Y callada, abatida, silenciosa. Todo cerrado, como en viernes santo. Una muralla de abrigos y paraguas y gente como es la gente en todas partes caminando, abarcando la avenida de una punta hasta la otra, bajo una lluvia hija de puta que a lo mejor, no sé, era también una lluvia solidaria. Es la primera vez en mi vida, desde que tengo gafas, que agradezco que llueva: las gotas frías en la cara me evitaban la vergüenza de sentir vergüenza.
Porque eso era, más que el dolor, lo que yo sentía. Vergüenza ajena, lástima por las víctimas y, sobre todo, por los asesinos, sean quienes sean. Me fastidia, me entristece tanto que todavía existan pitecantropos que confundan a los pueblos con sus gobernantes, que por eliminar un símbolo se equivoquen y eliminen al hombre y la mujer y el niño y el bebé con el que creen asimilarlo. Siempre he dicho que en las guerras se quiere matar al uniforme y, por error, se asesina al hombre que va debajo.
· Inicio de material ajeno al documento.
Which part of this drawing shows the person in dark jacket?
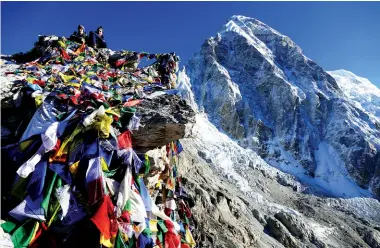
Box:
[69,25,87,44]
[88,26,107,48]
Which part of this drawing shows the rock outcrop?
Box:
[186,16,380,197]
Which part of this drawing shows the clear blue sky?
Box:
[1,2,380,88]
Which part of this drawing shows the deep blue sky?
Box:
[1,2,380,87]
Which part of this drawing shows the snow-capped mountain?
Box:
[328,70,380,122]
[186,16,380,197]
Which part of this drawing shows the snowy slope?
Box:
[328,70,380,120]
[186,16,380,197]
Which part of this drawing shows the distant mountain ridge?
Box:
[186,16,380,197]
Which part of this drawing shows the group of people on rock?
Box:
[69,25,107,49]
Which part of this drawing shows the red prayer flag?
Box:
[117,130,132,149]
[123,100,142,107]
[91,195,117,239]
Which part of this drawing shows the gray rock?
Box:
[266,217,298,247]
[364,230,380,248]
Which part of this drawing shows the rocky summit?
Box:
[0,16,380,248]
[186,16,380,200]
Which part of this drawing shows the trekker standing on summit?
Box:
[69,25,87,44]
[88,26,107,49]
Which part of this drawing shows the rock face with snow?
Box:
[186,16,380,197]
[177,114,380,248]
[328,70,380,118]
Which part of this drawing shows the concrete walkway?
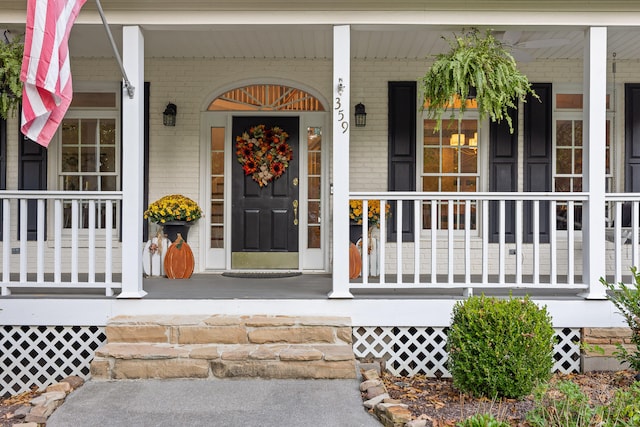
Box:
[47,379,381,427]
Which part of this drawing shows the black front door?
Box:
[231,116,300,269]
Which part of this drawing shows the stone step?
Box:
[106,315,351,344]
[91,315,356,380]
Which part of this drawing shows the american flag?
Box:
[20,0,86,147]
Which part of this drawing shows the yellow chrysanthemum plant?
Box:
[144,194,202,224]
[349,200,391,227]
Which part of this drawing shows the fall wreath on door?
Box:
[236,124,293,187]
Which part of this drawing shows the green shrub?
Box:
[600,267,640,371]
[599,382,640,427]
[527,381,596,427]
[447,295,554,398]
[456,414,509,427]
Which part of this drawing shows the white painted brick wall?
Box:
[7,58,640,276]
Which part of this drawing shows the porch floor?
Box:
[3,273,592,300]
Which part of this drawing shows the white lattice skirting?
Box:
[0,326,107,397]
[353,326,580,377]
[0,326,580,397]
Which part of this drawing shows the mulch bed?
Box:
[383,371,635,427]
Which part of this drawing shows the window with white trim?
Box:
[57,91,120,229]
[421,112,480,230]
[553,90,612,230]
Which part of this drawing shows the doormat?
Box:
[222,271,302,279]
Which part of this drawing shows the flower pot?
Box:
[162,221,193,242]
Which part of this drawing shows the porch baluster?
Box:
[532,200,540,284]
[515,200,524,285]
[71,199,80,283]
[53,199,63,283]
[418,200,422,284]
[549,200,558,285]
[2,199,11,296]
[360,199,369,285]
[396,199,403,283]
[430,200,439,285]
[104,200,113,297]
[567,200,575,285]
[19,199,29,283]
[378,200,387,285]
[36,199,45,283]
[447,199,456,285]
[498,200,506,285]
[87,200,96,283]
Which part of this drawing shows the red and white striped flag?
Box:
[20,0,86,147]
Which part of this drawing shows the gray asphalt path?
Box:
[47,379,381,427]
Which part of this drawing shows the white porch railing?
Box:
[348,192,620,294]
[0,190,122,296]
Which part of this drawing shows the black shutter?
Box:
[524,83,553,243]
[18,132,47,240]
[489,109,518,243]
[0,118,7,240]
[624,83,640,193]
[387,82,416,242]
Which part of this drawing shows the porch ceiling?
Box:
[55,25,640,61]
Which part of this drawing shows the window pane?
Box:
[63,176,80,191]
[211,225,224,249]
[61,119,80,146]
[424,147,440,173]
[100,119,116,146]
[309,151,322,175]
[61,147,78,172]
[556,178,571,191]
[442,147,458,173]
[211,151,224,175]
[556,120,573,146]
[309,177,320,199]
[100,147,116,172]
[460,148,478,173]
[307,127,322,151]
[80,119,98,145]
[100,176,117,191]
[211,202,224,224]
[80,147,97,172]
[308,202,320,224]
[211,128,224,151]
[211,176,224,199]
[573,120,582,147]
[422,176,440,191]
[556,149,573,175]
[307,227,320,249]
[440,176,458,191]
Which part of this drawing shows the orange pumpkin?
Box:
[164,233,195,279]
[349,243,362,279]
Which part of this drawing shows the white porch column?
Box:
[329,25,353,298]
[118,26,147,298]
[582,27,607,299]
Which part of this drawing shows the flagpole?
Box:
[96,0,136,98]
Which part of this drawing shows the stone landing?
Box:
[91,315,356,380]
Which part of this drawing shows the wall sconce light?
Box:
[449,133,465,145]
[356,103,367,128]
[162,103,178,126]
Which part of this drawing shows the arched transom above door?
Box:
[207,84,324,111]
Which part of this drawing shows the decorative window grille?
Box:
[353,326,580,378]
[0,326,107,397]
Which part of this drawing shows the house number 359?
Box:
[335,79,349,133]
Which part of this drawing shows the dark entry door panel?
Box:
[231,116,299,268]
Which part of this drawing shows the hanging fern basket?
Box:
[419,29,539,133]
[0,37,24,120]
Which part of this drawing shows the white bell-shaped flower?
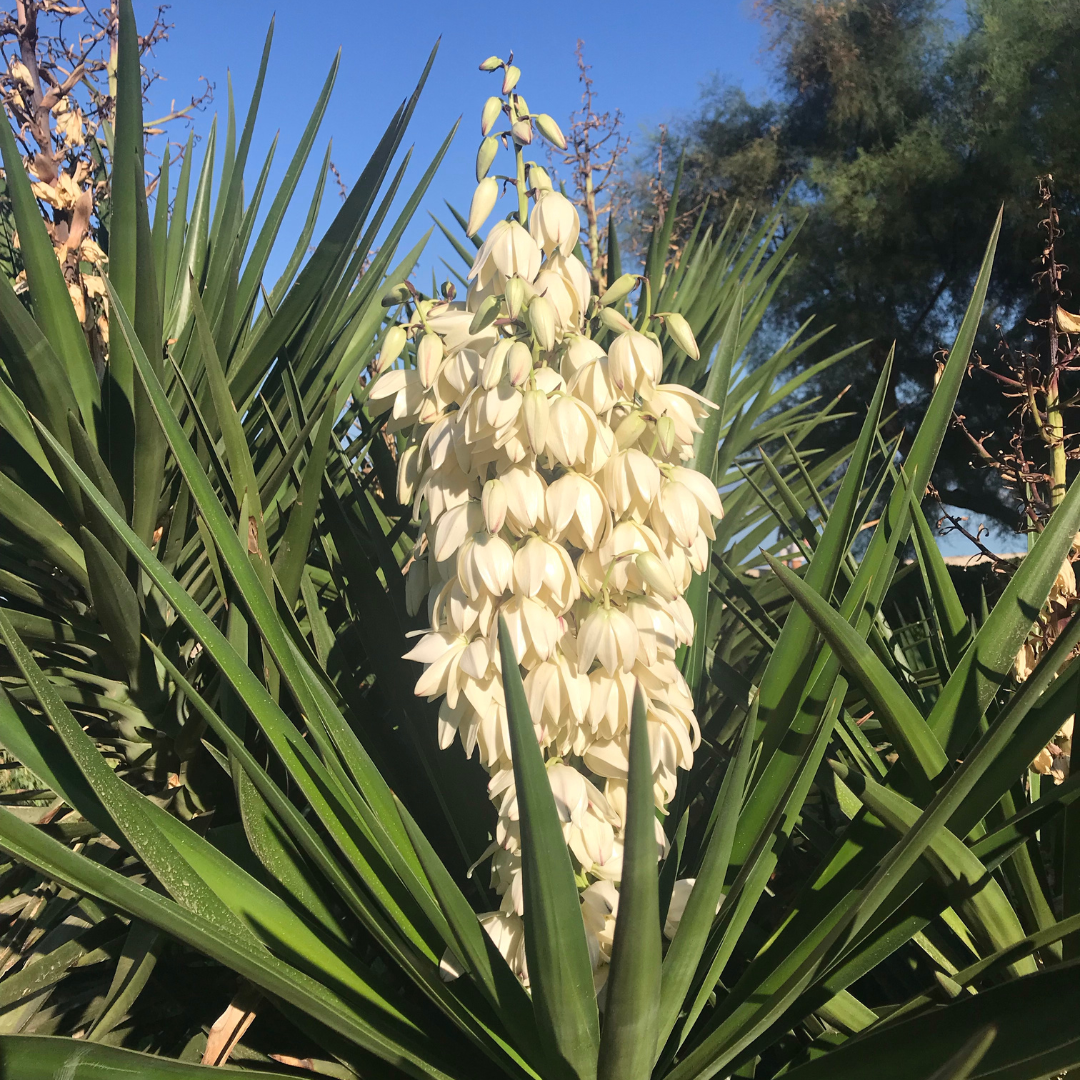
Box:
[529,191,581,255]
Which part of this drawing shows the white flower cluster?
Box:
[368,60,721,977]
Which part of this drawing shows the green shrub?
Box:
[0,2,1080,1080]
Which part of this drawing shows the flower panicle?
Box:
[367,56,723,984]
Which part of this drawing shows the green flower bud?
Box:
[382,282,413,308]
[465,176,499,237]
[476,135,499,184]
[397,443,420,507]
[469,296,502,334]
[480,97,502,136]
[600,273,637,308]
[664,311,701,360]
[510,120,532,146]
[502,274,526,319]
[600,308,634,334]
[615,413,648,450]
[532,112,566,150]
[372,323,406,373]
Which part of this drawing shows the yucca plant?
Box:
[0,4,1080,1080]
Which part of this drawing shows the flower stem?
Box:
[514,143,529,227]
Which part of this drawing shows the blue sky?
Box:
[134,0,1011,554]
[143,0,769,280]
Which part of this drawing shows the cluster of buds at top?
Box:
[367,58,723,983]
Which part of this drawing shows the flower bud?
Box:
[502,274,525,319]
[664,311,701,360]
[507,341,536,387]
[600,308,634,334]
[615,413,648,450]
[465,176,499,237]
[600,273,637,308]
[534,112,566,150]
[522,390,549,454]
[382,323,407,372]
[528,296,555,352]
[405,556,429,615]
[529,162,555,191]
[397,443,420,507]
[382,282,413,308]
[480,480,507,536]
[634,551,678,600]
[480,338,514,390]
[657,416,675,454]
[469,296,502,334]
[416,330,446,390]
[480,97,502,136]
[476,135,499,184]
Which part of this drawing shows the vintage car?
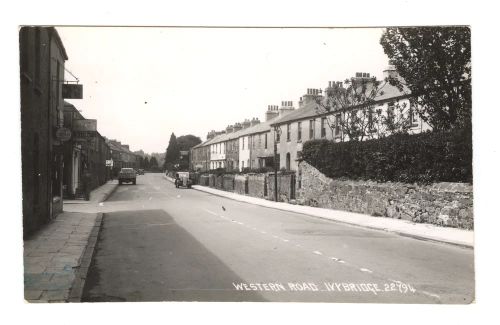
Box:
[175,172,193,188]
[118,168,136,185]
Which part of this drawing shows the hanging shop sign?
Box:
[56,128,71,142]
[73,119,97,131]
[62,84,83,99]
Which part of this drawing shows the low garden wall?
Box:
[234,175,248,194]
[267,173,295,202]
[297,161,474,229]
[248,174,267,199]
[222,174,234,192]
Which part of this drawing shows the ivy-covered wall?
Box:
[302,130,472,184]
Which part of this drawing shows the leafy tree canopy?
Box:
[165,133,180,164]
[380,27,472,130]
[177,134,201,151]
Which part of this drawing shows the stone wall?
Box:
[234,175,248,194]
[199,175,209,186]
[267,173,295,202]
[208,174,215,187]
[297,161,474,229]
[248,174,267,199]
[222,174,234,192]
[215,175,224,190]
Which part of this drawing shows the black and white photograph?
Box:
[4,1,499,324]
[19,26,475,304]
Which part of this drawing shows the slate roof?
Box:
[271,83,410,125]
[193,83,410,148]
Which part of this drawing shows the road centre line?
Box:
[205,209,441,299]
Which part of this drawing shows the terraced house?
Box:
[192,65,430,175]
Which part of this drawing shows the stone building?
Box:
[105,138,140,177]
[189,66,430,175]
[63,102,84,199]
[19,27,68,236]
[271,66,430,170]
[189,140,210,172]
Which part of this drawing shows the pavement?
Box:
[24,181,118,302]
[77,173,475,304]
[164,176,474,248]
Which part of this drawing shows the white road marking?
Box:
[204,209,218,217]
[420,291,441,299]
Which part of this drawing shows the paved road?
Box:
[83,174,474,303]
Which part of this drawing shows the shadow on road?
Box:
[82,210,265,302]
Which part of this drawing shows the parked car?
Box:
[175,172,193,188]
[118,168,136,185]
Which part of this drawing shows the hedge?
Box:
[302,130,472,184]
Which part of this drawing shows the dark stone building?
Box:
[19,27,68,236]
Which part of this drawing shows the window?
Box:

Creo que estos días estamos viviendo esto mismo. Alguien ha declarado la guerra a una política y, como no puede golpear lo abstracto, se ceba en lo concreto, en lo fácil, en lo desamparado.
O sea, en todos nosotros. Los que ayer nos movimos lo hicimos por solidaridad, claro. Por sentido común. En la tristeza de la marcha bajo la lluvia, mientras la luz menguaba, sobre todos nosotros se sobreentendía esa verdad como un hierro al rojo. Nos podría haber tocado a cualquiera. Esa es la gran verdad (qué razón tenías, Juan José, cuando escribiste aquel guión de cómic para Jaramago, ese que nunca entendimos, ¿recuerdas?). Los muertos de Atocha podríamos haber sido nosotros.
Y no porque seamos españoles. No porque seamos altos, bajos, blancos o negros. Porque somos, simplemente, humanos. Y quienes no lo son nos confunden con los que no lo son tampoco, y nos reducen a carne y metal, a escombros y llanto, a una cifra, una estadística.
Con esas cifras, con esas estadísticas tenemos que contraatacar (no los demócratas, insisto: los seres humanos). Sí, hay que votar mañana.